In 1995, Stirnemann, along with Walter Limacher, then governor of District 1990 (Germany), and fellow members of the Rotary Club of Burgdorf, Switzerland, founded Mine-Ex to address the threat and problems caused by these weapons.
Stirnemann drew many Rotarians and Rotary clubs to the cause. Today, Mine-Ex carries out numerous service projects, including providing medical and orthopedic care for land mine victims, training local prosthesis technicians, supporting a worldwide ban on the production and distribution of mines, and helping with the removal of land mines.
It also provides annual financial support of SwF 500,000 (US$457,000) to assist approximately 30,000 land mine victims and support other relief efforts.
“Anti-personnel mines are not designed to kill people, but to seriously injure and to permanently disable,” says Gerhard Selmayr, Mine-Ex chair.
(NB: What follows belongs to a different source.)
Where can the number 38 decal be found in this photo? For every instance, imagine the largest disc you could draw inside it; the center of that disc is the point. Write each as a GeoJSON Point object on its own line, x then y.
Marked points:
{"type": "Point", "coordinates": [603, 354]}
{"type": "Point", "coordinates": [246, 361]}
The organization pursues four goals: 1. Medical and orthopedic care of mine victims (production and fitting of implants, artificial limbs, and so forth) 2. Training of local prosthesis technicians 3. Support of activities for a worldwide ban of the production and distribution of anti-personnel mines 4. Support for the removal of land mines
Since 1997, Mine-Ex has worked closely with the International Committee of the Red Cross (ICRC) to equip thousands of injured people with artificial limbs and to train local technicians, many of them amputees themselves.
While the Swiss Rotarians concentrate their work in Cambodia, German Rotarians provide help in Georgia and Central Asia.
“Wissen gegen Minen” (Knowledge against Mines) is another association fighting against land mines. This group, also supported by Rotarians, concentrates on knowledge transfer, which they do by using the Internet to teach mine removal methods.
One focus of the organization is to provide information in regional languages. In cooperation with the Institute of Technology in Phnom Penh, Cambodia, for instance, the information is distributed in the country’s main language, Khmer.
Despite extensive mine removal programs, says Selmayr, it will take decades to clean up the soil in war and post-war regions, a tedious – and dangerous – task carried out with metal detectors, search dogs, and removal devices.